The Hawker Typhoon, which was Sir Sydney Camm’s successor to the Hurricane was a disappointment in its intended role as a high altitude interceptor. This was due to the very thick wing, (the original intention had been to fit the Typhoon with a six cannon armament). In 1940 the Hawker design staff schemed a much thinner eliptical wing similar to that of the Spitfire and in 1941 Camm proposed a new fighter based on the Typhoon using the new wing and a more highly developed version of the Napier Sabre engine. An order for four prototypes, (initially called Typhoon II’s) was ordered. Camm also proposed replacing the chin radiator with more aerodynamic wing root mounted radiators. The new fighter was finally given the name Tempest.
Delays with the “big” Sabre IV forced Camm to use the standard Sabre II in the first prototype, (essentially a Typhoon using the new wing), which first flew on September 2nd 1942. A more fully developed prototype using wing root radiators and the Sabre IV achieved a top speed of 472 mph in 1943. Unfortunately the Sabre IV never achieved its 50 hr bench run standard and the production version of the Tempest chosen was the Mark V which had the standard Sabre II and a bulky chin radiator like the Typhoon. Incidentally the powerplants considered for the Tempest were mk1: Sabre IV, mkII, Bristol Centaurus, mkIII and IV were to be powered by the Rolls Royce Griffon.

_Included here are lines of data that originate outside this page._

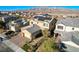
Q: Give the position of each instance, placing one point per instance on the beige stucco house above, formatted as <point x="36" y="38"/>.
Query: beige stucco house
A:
<point x="44" y="23"/>
<point x="31" y="32"/>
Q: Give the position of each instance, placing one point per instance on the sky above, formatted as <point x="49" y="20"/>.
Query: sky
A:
<point x="11" y="8"/>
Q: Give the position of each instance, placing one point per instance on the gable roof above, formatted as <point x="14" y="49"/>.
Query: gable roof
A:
<point x="74" y="22"/>
<point x="34" y="28"/>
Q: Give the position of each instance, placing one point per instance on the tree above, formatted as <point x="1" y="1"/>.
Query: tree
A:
<point x="2" y="24"/>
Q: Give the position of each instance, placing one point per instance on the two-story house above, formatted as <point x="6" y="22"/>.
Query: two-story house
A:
<point x="44" y="22"/>
<point x="69" y="29"/>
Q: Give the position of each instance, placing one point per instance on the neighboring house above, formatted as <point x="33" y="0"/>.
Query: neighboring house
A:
<point x="8" y="18"/>
<point x="31" y="32"/>
<point x="44" y="22"/>
<point x="17" y="24"/>
<point x="69" y="29"/>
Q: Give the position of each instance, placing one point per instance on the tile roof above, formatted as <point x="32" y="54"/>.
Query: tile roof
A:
<point x="74" y="22"/>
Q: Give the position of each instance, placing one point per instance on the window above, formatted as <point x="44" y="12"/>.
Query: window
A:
<point x="60" y="27"/>
<point x="72" y="28"/>
<point x="31" y="22"/>
<point x="45" y="24"/>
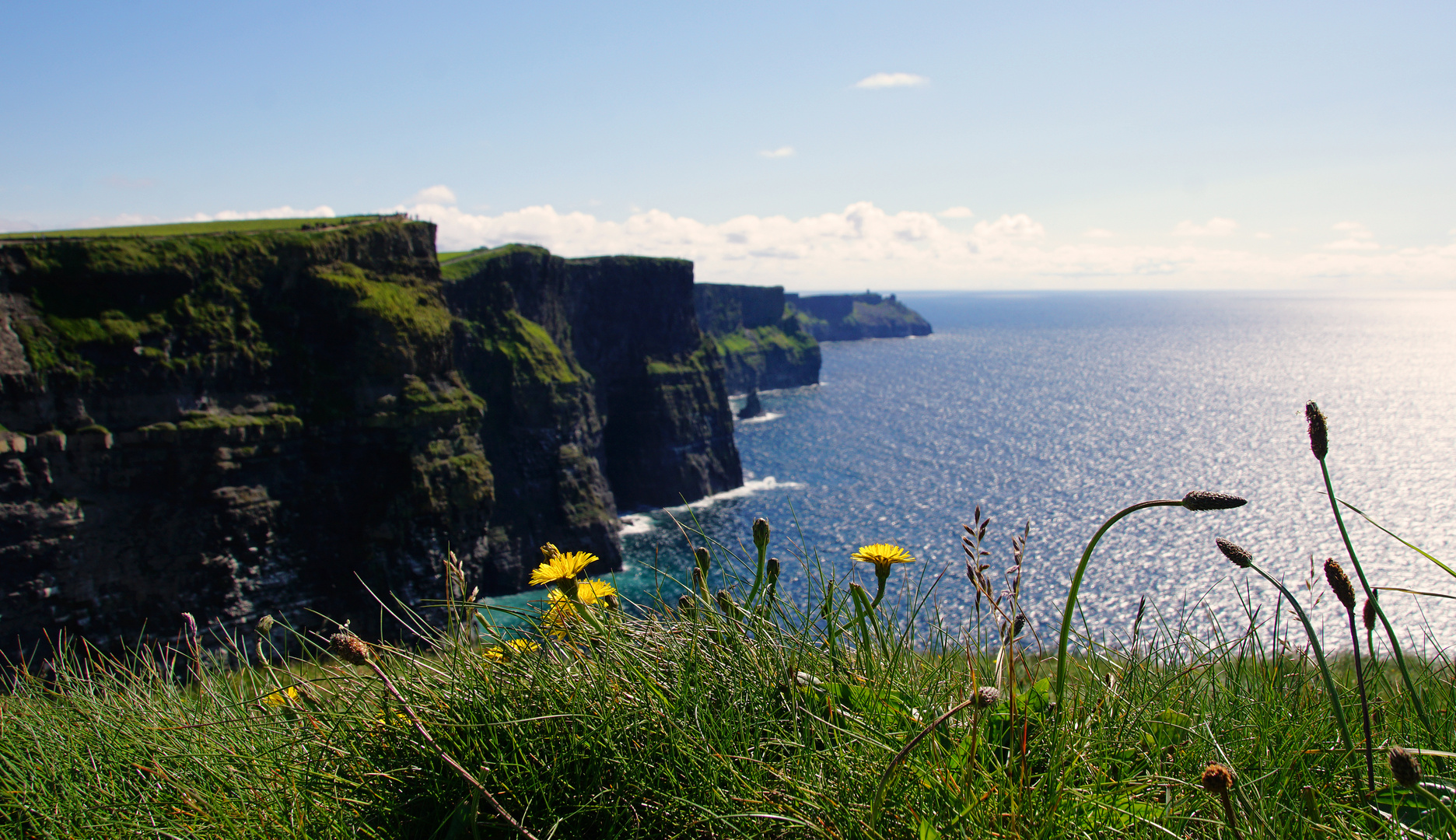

The first Tempest squadron was 486 (New Zealand) Squadron, at Beaulieu in Hampshire in January 1944, but so heavilly was 486 squadron committed to attacks on German V1 sites with their rocket firing Typhoons that the Tempests were handed over to No 3 squadron at Manston. The first Tempest wing, No 150 commanded by Wing Commander Roland Beaumont DSO DFC, was formed in March 1944. Roland Beaumont had returned to operational flying after a period of test flying the Typhoon and Tempest for Hawker’s. The Tempest was soon to prove itself to be the most superlative allied piston engined fighter of the second world war, on a par with the North American Mustang at high altitudes but far superior at medium and low levels.
It was the fate of the Tempest, because of it’s superb performance, that it was reserved for home defence for much of 1944 to combat the V1 offensive. It was the Hawker Tempest that destroyed more V1’s than any other weapons system, claiming 638 V1’s out of the 1771 claimed in total by the RAF. By the end of 1944 seven squadrons were equipped with Tempests and were carrying out operations deep into Germany, (unlike the Spitfire, the Tempest had a very useful range) from their new bases in the Netherlands with the 2nd Tactical Air Force. With their speed of about 450 mph and four cannon armament they began to take a steady toll of German aircraft, including the Me262, twenty of which were claimed by Tempest pilots by the wars end.